Yes, except for all of the storage instructions and locations in Run2, and all of the switching and swapping and whatnot in Run3.
Why are you arbitrarily labeling all this extra stuff as 'not part of the system' when it clearly is?
Lets use an easier to grasp example.
Suppose you write a program that instantiates a basic algorithm when it is run -- say, calculating the Fibonacci sequence. Pretty easy, right?
So for Run1 you start with 1, and 1, and then you add the previous two results together to get the next result.
For Run2 you do the same and, just like you said, you save the results of each step.
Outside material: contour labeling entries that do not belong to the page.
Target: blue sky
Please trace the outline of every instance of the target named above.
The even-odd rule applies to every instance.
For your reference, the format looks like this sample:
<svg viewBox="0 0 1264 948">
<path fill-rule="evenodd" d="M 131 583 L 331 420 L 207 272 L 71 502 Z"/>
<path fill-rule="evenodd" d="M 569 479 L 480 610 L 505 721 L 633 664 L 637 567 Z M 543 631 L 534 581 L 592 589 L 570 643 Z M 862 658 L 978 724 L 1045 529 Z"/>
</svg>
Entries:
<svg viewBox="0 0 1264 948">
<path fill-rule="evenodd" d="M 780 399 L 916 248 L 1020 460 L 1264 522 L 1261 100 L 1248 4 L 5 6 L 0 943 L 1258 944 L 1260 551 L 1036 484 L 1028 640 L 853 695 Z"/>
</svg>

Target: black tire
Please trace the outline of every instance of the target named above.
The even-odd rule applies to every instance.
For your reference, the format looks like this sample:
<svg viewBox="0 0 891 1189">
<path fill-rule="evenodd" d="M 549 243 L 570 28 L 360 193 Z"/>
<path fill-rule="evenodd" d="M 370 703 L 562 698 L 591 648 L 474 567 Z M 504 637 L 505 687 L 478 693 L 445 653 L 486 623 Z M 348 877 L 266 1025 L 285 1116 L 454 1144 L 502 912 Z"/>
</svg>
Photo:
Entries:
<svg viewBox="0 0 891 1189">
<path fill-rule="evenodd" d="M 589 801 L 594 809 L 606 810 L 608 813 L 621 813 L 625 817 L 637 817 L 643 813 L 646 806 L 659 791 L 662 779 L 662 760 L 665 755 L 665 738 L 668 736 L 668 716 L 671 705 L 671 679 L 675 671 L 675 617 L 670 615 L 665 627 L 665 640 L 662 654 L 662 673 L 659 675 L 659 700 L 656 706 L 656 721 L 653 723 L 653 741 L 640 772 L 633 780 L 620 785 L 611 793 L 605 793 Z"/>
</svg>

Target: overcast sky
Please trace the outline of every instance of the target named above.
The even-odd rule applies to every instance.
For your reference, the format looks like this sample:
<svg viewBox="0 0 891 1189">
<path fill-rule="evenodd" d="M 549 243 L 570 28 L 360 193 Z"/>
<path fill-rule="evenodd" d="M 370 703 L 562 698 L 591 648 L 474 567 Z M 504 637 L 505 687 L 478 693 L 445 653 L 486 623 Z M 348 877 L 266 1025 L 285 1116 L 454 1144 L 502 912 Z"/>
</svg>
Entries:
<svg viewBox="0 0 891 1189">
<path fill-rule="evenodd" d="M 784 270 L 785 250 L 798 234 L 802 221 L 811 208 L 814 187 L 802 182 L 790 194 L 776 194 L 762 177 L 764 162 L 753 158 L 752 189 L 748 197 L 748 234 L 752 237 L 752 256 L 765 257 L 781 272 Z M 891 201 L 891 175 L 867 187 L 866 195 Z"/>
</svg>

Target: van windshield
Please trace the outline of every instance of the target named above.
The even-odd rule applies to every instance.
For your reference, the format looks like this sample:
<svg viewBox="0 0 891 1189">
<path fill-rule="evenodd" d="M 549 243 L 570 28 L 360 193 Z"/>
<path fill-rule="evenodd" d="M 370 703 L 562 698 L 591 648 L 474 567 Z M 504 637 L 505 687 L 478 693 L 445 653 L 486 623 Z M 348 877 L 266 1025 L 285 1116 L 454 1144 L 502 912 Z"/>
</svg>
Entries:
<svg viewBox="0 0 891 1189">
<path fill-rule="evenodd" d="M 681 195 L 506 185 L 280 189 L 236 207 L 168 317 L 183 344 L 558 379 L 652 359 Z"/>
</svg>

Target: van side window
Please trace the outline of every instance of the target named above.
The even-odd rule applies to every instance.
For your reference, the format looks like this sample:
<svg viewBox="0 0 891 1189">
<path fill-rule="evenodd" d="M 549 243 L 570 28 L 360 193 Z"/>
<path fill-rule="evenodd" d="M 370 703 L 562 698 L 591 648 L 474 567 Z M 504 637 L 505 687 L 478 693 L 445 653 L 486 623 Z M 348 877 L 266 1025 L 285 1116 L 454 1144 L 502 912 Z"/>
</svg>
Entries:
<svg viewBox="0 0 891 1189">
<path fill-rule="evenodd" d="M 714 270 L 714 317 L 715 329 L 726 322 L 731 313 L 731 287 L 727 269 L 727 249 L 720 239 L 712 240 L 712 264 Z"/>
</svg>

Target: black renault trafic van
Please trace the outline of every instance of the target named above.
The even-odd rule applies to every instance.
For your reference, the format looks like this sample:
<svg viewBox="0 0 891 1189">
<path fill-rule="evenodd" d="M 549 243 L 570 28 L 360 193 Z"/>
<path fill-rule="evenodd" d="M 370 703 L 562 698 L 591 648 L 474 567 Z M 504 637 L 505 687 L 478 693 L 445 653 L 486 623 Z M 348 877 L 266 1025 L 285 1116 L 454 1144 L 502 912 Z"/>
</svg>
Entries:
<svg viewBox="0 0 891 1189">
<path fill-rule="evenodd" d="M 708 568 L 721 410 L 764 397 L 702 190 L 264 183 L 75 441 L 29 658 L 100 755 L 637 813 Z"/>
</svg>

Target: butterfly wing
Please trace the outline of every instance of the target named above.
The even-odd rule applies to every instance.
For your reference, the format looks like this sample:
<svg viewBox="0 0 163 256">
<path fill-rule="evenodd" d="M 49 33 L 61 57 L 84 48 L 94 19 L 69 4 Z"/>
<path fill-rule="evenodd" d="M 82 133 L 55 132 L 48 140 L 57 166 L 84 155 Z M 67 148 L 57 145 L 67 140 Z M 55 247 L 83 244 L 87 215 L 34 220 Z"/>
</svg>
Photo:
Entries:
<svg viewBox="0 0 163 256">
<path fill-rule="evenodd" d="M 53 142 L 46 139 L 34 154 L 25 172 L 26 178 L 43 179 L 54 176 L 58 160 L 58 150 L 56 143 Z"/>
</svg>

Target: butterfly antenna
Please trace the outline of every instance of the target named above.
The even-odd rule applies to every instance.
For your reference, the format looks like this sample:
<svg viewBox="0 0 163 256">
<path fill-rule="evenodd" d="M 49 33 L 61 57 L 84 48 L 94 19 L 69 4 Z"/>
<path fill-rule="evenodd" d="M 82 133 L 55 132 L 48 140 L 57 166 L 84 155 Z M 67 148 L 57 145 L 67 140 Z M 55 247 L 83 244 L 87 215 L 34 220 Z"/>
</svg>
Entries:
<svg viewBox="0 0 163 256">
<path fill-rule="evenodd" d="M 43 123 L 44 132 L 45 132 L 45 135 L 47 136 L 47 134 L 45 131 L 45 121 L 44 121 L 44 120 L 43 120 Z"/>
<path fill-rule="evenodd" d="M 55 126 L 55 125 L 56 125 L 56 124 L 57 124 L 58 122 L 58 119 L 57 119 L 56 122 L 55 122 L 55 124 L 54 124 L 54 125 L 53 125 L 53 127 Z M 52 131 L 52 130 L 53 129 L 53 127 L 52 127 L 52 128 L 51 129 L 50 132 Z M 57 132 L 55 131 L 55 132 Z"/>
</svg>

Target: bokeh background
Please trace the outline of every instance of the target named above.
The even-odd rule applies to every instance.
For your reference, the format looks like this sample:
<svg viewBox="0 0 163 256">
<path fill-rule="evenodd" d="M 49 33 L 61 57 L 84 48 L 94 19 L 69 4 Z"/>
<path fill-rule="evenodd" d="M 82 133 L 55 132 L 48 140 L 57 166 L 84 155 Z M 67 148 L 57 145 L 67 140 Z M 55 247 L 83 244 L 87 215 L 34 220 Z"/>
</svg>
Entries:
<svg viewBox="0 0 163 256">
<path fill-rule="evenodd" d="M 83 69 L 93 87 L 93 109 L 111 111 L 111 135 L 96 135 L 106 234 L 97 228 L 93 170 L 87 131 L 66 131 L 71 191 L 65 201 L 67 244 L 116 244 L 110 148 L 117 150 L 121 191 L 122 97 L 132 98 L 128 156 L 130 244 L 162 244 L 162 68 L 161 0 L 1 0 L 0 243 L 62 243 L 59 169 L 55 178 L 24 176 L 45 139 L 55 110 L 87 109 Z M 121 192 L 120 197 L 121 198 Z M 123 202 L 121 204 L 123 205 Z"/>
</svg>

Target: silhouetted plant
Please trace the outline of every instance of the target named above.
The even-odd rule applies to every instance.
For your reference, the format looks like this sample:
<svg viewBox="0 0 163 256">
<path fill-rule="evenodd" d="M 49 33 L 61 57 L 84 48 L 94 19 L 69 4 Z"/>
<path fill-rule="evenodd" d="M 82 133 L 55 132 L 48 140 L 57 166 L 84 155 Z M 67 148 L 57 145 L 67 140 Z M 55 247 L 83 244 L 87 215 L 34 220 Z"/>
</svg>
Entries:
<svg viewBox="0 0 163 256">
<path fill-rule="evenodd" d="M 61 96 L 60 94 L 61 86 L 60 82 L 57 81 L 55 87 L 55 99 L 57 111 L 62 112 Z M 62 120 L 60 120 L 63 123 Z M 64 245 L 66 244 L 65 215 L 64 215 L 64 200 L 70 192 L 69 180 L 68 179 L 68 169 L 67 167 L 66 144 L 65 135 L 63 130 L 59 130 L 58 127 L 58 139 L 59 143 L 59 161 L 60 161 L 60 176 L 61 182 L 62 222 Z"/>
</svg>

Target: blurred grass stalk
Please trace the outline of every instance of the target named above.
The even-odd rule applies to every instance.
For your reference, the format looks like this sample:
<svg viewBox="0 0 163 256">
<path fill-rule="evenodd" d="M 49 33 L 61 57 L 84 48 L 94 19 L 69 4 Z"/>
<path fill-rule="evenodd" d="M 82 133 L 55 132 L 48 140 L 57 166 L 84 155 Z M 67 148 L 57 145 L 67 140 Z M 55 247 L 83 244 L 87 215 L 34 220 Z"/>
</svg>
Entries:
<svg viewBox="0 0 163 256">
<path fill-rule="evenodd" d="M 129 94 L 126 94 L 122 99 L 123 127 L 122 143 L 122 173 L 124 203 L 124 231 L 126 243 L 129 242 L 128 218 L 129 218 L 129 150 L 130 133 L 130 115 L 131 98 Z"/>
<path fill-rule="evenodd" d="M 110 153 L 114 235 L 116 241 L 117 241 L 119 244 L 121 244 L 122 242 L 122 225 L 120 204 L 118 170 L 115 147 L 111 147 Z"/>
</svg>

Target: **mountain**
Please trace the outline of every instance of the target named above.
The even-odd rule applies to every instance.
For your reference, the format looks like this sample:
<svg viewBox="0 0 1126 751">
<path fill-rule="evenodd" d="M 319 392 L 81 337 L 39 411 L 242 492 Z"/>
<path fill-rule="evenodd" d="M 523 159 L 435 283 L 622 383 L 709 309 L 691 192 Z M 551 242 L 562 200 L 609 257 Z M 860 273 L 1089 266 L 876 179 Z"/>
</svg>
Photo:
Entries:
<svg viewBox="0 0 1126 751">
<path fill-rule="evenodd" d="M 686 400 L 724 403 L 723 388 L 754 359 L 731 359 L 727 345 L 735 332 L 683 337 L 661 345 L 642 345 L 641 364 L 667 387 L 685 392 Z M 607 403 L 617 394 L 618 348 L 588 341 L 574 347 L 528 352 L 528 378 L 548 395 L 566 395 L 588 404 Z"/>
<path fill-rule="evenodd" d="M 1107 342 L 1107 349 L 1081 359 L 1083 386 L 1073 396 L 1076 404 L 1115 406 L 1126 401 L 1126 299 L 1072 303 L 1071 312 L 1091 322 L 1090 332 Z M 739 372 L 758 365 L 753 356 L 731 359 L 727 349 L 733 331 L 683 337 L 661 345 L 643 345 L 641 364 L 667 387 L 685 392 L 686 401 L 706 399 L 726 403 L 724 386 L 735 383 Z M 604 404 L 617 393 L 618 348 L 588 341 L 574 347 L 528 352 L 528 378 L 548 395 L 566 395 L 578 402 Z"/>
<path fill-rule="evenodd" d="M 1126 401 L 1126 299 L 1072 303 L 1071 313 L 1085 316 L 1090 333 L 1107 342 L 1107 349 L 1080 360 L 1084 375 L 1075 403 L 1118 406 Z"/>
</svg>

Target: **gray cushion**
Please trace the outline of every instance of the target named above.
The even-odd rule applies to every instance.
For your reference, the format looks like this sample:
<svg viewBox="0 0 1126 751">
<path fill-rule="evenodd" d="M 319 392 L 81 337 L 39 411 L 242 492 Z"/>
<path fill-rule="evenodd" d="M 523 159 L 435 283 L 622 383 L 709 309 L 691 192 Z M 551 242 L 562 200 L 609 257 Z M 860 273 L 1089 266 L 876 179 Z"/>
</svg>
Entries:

Now, in Run3, everything is kosher until the first context switch -- say it occurs after the value 5 is calculated. When the CPU returns to Run3, you load in the results from Run2 at the current point in the algorithm.
But now you have information that was calculated during Run2, not during Run3, being processed. And the same thing happens after the next context switch, and so on and so forth. Yes, you calculate 5
again, but it doesn't matter, because it has already been calculated and you are using the previous result.
So you are in effect doing nothing more than "re-running" Run2. Which is why I said it would be the
same consciousness! All of the calculations have already been made, all you are doing now is producing small snapshots of that original consciousness during the brief times when Run3 has CPU time.
And the proof that it is the original consciousness is trivial -- if anything
changes to desynchronize the state of Run3 from the saved state of Run2,
it will not be reflected in Run3 past the next context switch. Of course, the same thing can be said between Run1 and Run2 as well -- they are an identical consciousness because the information is identical.
But, if the input
had been different, at least Run2 would have caught it and the results would be different. Not so for Run3 vs. Run2.
By adding the extra instructions, you alter the algorithm, such that it is now making use of different type of data than it was before. Before, any changes in the inputs at any step of the run would alter the rest of the run. Now, you are locked into the conditions of Run2.
Think about it -- if you were to expand the entire sequence of Run3, at an arbitrary location in Run3, the vast majority of it would actually have occured during Run2. Only the portion since the last context switch can rightly be said to have occured during Run3.